Cluster Scheduling Component NPU Exporter

English | 中文

Quick Reference


NPU Exporter

NPU Exporter is a MindCluster cluster scheduling component deployed on compute nodes. It reports various chip data metrics and supports both Prometheus and Telegraf monitoring integration.

Use Cases

During task execution, in addition to chip faults, it is often necessary to monitor chip network and compute utilization to identify performance bottlenecks and find directions for improving task performance. MindCluster provides the NPU Exporter component deployed on compute nodes for reporting various chip data metrics.

Features

  • Retrieves chip and network data metrics from the driver.
  • Adapts Prometheus hook functions, providing standard interfaces for Prometheus service calls.
  • Adapts Telegraf hook functions, providing standard interfaces for Telegraf service calls.
  • Supports real-time monitoring of Ascend AI processor utilization, temperature, voltage, memory, and other data metrics.
  • Supports monitoring of virtual NPU (vNPU) AI Core utilization, vNPU total memory, and vNPU used memory.
  • Supports custom metric development — users can develop custom metric plugins using the provided demo.

Upstream and Downstream Dependencies

  1. Retrieves chip and network information from the driver and stores it in a local cache.
  2. Retrieves container information from the K8s standard CRI interface and stores it in a local cache.
  3. Implements Prometheus or Telegraf interfaces for periodic retrieval of cached data.

Tag Convention

Tags follow this format:

<version>-<os>
Field Example Description
version v26.1.0 NPU Exporter component version
os ubuntu22.04 NPU Exporter image operating system

NPU Exporter 26.1.0

Tag Dockerfile Image Content
v26.1.0-ubuntu22.04 Dockerfile.ubuntu NPU Exporter v26.1.0 image for Ubuntu 22.04
v26.1.0-openeuler24.03 Dockerfile.openeuler NPU Exporter v26.1.0 image for openEuler 24.03

Quick Start

Prerequisites

Software Dependencies

Software Supported Versions Installation Location Description
Kubernetes 1.17.x~1.34.x (1.19.x or later recommended) All nodes See Kubernetes Documentation
Prometheus Latest stable version recommended Monitoring nodes NPU Exporter adapts Prometheus hook functions to provide monitoring data
Ascend AI Processor Driver and Firmware See version compatibility table Compute nodes See "Installing NPU Driver and Firmware" in the CANN Software Installation Guide

Hardware Requirements

Resource Requirement
CPU 1 core
Memory 1 GB

How to Build Locally

docker build --no-cache -t npu-exporter:{tag} ./ -f Dockerfile.{os}

Note:

  • TARGETPLATFORM is a global built-in parameter provided by Docker BuildKit, used to obtain the target platform of the current build, such as linux/amd64 and linux/arm64.
  • This variable is automatically injected only when BuildKit is enabled. It will not be available in older Docker versions or environments with BuildKit disabled by default. Run export DOCKER_BUILDKIT=1 to enable it temporarily before executing build commands.

Deploy NPU Exporter

  1. Pull the image
docker pull swr.cn-south-1.myhuaweicloud.com/ascendhub/npu-exporter:{tag}
  1. Retag the image
docker tag swr.cn-south-1.myhuaweicloud.com/ascendhub/npu-exporter:{tag} npu-exporter:{tag}
  1. Start NPU Exporter

Replace {tag} in the npu-exporter-{version}.yaml file with the actual image tag.

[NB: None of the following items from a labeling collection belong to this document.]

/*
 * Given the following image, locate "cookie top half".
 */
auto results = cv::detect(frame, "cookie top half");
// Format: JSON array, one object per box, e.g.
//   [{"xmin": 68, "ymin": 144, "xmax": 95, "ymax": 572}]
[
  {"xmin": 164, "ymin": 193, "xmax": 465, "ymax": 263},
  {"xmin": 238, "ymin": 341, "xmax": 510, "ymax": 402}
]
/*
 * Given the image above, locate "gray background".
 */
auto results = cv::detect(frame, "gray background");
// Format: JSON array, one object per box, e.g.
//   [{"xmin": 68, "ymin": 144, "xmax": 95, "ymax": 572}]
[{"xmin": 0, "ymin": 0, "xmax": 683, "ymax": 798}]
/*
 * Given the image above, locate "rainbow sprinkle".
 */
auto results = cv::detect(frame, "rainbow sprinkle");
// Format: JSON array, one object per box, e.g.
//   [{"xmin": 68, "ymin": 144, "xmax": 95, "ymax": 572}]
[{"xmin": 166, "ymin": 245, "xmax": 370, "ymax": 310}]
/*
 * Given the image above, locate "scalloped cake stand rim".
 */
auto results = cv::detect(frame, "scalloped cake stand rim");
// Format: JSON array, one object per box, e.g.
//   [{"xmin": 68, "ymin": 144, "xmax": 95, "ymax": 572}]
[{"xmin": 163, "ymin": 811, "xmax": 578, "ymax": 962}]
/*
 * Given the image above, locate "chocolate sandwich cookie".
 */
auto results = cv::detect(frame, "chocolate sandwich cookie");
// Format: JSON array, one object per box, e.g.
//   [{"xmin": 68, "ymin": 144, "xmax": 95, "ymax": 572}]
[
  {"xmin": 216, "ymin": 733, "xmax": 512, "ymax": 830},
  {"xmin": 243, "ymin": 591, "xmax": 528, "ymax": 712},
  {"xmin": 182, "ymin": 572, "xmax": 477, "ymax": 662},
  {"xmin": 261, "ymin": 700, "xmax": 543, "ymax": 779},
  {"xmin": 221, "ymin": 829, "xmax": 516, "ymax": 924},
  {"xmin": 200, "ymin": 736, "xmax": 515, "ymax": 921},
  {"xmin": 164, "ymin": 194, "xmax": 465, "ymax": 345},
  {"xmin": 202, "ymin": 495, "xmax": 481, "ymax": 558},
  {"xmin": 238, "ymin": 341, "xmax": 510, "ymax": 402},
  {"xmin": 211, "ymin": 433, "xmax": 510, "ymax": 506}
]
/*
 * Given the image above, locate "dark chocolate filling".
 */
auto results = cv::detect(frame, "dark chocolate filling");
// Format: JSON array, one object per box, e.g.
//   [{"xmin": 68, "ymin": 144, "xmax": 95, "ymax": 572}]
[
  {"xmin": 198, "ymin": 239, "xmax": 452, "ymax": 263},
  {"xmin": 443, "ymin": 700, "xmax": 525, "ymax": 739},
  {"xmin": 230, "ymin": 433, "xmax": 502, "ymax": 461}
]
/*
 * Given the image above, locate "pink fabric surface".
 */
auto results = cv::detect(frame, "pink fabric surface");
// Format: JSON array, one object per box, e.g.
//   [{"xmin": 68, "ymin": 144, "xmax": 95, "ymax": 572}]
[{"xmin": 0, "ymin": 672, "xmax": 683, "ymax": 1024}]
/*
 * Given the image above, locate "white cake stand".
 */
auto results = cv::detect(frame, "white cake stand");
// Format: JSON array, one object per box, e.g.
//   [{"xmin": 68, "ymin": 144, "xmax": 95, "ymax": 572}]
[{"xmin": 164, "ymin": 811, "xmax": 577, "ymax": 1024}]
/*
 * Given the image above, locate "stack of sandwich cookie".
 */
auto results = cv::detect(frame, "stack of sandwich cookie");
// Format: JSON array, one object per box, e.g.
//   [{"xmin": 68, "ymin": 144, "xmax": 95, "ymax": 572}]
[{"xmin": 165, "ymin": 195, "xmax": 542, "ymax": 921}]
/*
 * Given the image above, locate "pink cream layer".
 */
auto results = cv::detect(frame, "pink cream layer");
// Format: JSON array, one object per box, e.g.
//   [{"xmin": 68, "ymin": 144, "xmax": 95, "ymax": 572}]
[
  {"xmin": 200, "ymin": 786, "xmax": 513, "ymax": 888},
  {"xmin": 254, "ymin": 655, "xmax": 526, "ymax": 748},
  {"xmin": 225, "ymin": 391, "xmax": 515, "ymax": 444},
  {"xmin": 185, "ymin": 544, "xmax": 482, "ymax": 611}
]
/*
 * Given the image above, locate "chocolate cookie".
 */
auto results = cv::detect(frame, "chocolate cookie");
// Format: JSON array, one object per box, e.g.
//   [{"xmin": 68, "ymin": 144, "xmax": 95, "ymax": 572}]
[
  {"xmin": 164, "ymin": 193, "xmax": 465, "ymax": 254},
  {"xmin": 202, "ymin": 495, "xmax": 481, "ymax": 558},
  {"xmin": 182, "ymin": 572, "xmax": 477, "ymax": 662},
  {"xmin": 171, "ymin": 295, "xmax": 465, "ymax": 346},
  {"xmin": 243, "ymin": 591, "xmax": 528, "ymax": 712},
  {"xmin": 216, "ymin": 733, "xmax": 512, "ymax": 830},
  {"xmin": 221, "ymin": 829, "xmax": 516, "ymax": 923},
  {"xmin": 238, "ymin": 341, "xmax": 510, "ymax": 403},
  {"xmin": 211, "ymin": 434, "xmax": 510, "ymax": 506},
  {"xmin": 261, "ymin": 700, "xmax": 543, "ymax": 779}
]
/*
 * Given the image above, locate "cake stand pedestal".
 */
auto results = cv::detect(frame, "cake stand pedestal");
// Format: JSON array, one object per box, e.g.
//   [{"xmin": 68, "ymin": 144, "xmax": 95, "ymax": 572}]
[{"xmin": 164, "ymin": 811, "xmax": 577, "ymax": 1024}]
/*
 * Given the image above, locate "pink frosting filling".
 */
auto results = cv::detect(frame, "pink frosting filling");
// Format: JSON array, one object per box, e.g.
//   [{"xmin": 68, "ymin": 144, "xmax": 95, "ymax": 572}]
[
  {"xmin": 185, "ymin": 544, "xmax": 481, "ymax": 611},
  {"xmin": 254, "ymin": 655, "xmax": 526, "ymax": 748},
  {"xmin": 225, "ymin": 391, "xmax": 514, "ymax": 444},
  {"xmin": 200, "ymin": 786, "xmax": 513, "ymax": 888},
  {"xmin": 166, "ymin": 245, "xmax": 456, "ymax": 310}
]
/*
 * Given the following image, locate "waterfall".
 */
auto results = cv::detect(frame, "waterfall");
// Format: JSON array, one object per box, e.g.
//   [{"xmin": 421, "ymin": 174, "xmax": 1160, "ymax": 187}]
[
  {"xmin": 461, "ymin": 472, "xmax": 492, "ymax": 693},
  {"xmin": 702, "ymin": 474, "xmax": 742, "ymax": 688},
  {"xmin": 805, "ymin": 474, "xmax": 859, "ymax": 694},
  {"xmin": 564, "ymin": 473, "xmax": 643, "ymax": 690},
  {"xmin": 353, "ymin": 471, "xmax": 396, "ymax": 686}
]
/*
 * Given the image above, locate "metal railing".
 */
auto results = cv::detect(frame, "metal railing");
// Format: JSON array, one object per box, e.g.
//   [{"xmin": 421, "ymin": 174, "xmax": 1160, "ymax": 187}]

kubectl apply -f npu-exporter-{version}.yaml
  1. Verify deployment
kubectl get pods -A | grep npu-exporter
  1. Access monitoring metrics
curl http://<pod-ip>:8082/metrics

Supported Hardware

For descriptions of supported Ascend hardware models, please refer to the official documentation: Supported Product Formats and OS List


License

View the license information for the Mind series software contained in these images.

As with all container images, pre-installed software packages (Python, system libraries, etc.) may be subject to their respective license agreements.